しまいには門脇優花は俺が好きだなんてね。俺は救いようのない馬鹿さ。
日課の間、拳をつき出す度に顔が浮かぶ門脇。手を後ろで組み、周囲に振る舞う上品な笑み。緩く結んだ唇と、熱をこもらせた頬。俺は言う。かわいいねと。

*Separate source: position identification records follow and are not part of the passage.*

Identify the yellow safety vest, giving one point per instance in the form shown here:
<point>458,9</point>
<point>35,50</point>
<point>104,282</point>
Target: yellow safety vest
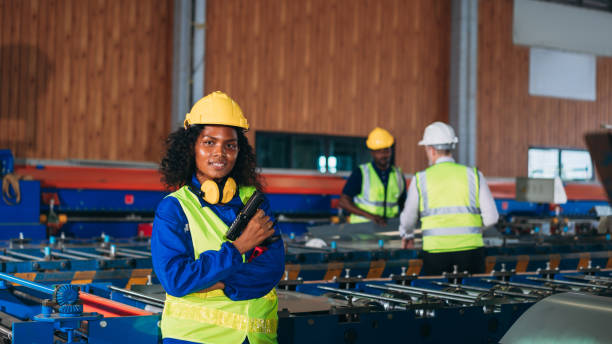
<point>372,196</point>
<point>449,208</point>
<point>212,317</point>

それとごくまれに、ほんと五十回に一回くらいの頻度で頭をよぎる鬼塚あきら。誰かに蹴りを食らわせ、いたずらな笑みを作る。長い睫毛の隙間に埋め込まれた黒の宝石。そっと触れなければ崩れてしまいそうな唇。彼女はいつだって俺に電撃を走らせる。そして俺は言う。ちくしょう、と。
なにが、ちくしょうだ。
「三百六十九、三百七十…」
回数を重ねる内に、ただ拳を突く単純作業にも「良い」「悪い」が生まれた。
悪い時は腕が波打つ。力の伝達が途切れたような感覚で、肘が痛む。
良い時はすぐ分かる。全身が突くという信号を受け取り、それが動作に変換される。その一突きは、容易に鉄板を貫くんじゃないかって錯覚をおこす程さ。
だがこれが難しい。
意識すると遠ざかり、無心の一瞬におこる現象。その現象の際、決まって俺の拳の先には奴がいた。
豪。
鬼塚あきらの彼氏。との噂。
なんで奴が脳裏によぎるのか。それはきっと、奴が嫌いだから。
なんで奴が嫌いなのか。それはきっと、奴が…───。
奴が、うらやましいんだ。嫉妬ってやつだと思う。
何に嫉妬しているかだって?知らないよ。教えて欲しいくらいさ。